All of what happened hit me in such a short amount of time, but I didn’t cry or get angry. Instead, I laughed about the whole situation. Now everyone handles trauma differently, but in my case, at first, I tried to lighten the tense mood that everyone else seemed to be in. The nurse who gave me the first CT scan literally broke down and started crying, which, to be honest, is incredibly scary. Later in the hospital, the neurosurgeon says, its a miracle I am not in a coma or dead. All this from a slap, I wondered. I was laughing about the whole thing, which I wouldn't be surprised if they thought was from brain trauma. I couldn’t stop laughing at how ridiculous the whole situation sounded, but I wanted to cheer up the people around me. Right before I went into surgery, I wanted to go out with a memorable quote, “Not the face.” (Comedy Central, I am looking for work).
(Image courtesy of Joshua Huss.)
When something bad happens to us, our flight or fight response is triggered. It’s important to take a step back for a moment and realize who is our friend and who is our enemy. The problem is when there is no clear enemy. It is easy to get confused and let out all that anger onto the people who are trying to care for you. Once I got discharged from the hospital and was finally settled into the hotel with my mother, I had a moment to reflect. I felt nothing but anger and stress. Unfortunately for my poor mother, I let all of this out on her. I had so much energy cooped up in my head from laying there in that bed for four days, and my body was too weak to release it that it was trapped in my mind, bouncing off the walls like a laser in a hall of mirrors. I unfairly treated her like this.

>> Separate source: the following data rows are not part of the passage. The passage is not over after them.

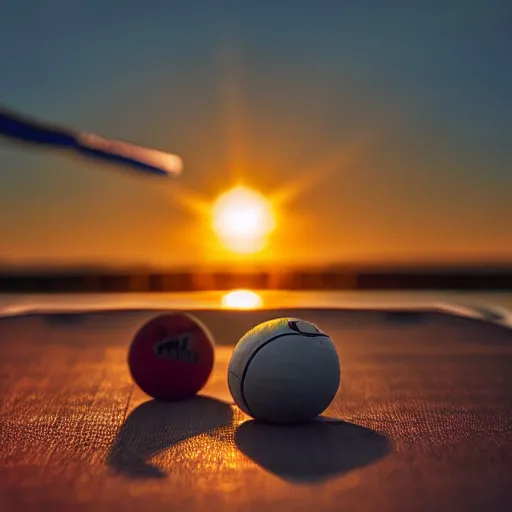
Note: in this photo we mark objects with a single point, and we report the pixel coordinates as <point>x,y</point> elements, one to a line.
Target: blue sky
<point>401,111</point>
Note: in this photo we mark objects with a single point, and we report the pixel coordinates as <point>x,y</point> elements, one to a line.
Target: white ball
<point>284,371</point>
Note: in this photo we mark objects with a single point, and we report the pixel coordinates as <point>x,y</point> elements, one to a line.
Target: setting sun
<point>242,219</point>
<point>242,299</point>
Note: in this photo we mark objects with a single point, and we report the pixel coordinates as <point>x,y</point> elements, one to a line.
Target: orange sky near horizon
<point>375,142</point>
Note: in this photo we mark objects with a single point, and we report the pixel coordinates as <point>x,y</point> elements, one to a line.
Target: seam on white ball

(Image courtesy of Joshua Huss.)
After being able to calm down in the space that is my temple of thought (the bathroom), I figured I should try and release all this energy through writing. Write down all these thoughts I was having, and maybe it’ll help. Once you start putting your thoughts on paper, it really does help you start having a broader perspective on the whole situation. After I started writing, I wanted to treat her with the respect she deserves and still does deserve. (I love you, Mom).
(Image courtesy of Joshua Huss.)
I want to make something clear, I hold no animosity towards the guy who slapped me (it was an accident) and to the nurses in the ER who initially told me I was fine. It’s not worth having that anger toward them. He had no intention of sending me to the hospital, and the ER followed every protocol they'd been taught. Something cool you see when situations like these happen is the kindness that comes out in people. Seeing all the texts I have been receiving, checking on me, and all the visits to the hospital really warmed my heart. The guy who hit me also shaved his head in response to my head being shaved, which was nice to see.
(Image courtesy of Joshua Huss.)
It's okay to be frustrated sometimes. It’s a natural occurrence that shouldn’t be pushed down and let the pressure build up over time. What’s important is to ask these questions… Is this person trying to screw me over or trying to help me? How is this situation affecting their psyche as well? Lastly, what exactly am I getting so mad about, and does it make sense to have those feelings? Try and look for activities to release that pent-up energy in a positive way. You won’t become a saint overnight and don’t expect to. That’s not realistic. But making the first steps and asking yourself these questions when you get frustrated is moving in a positive direction.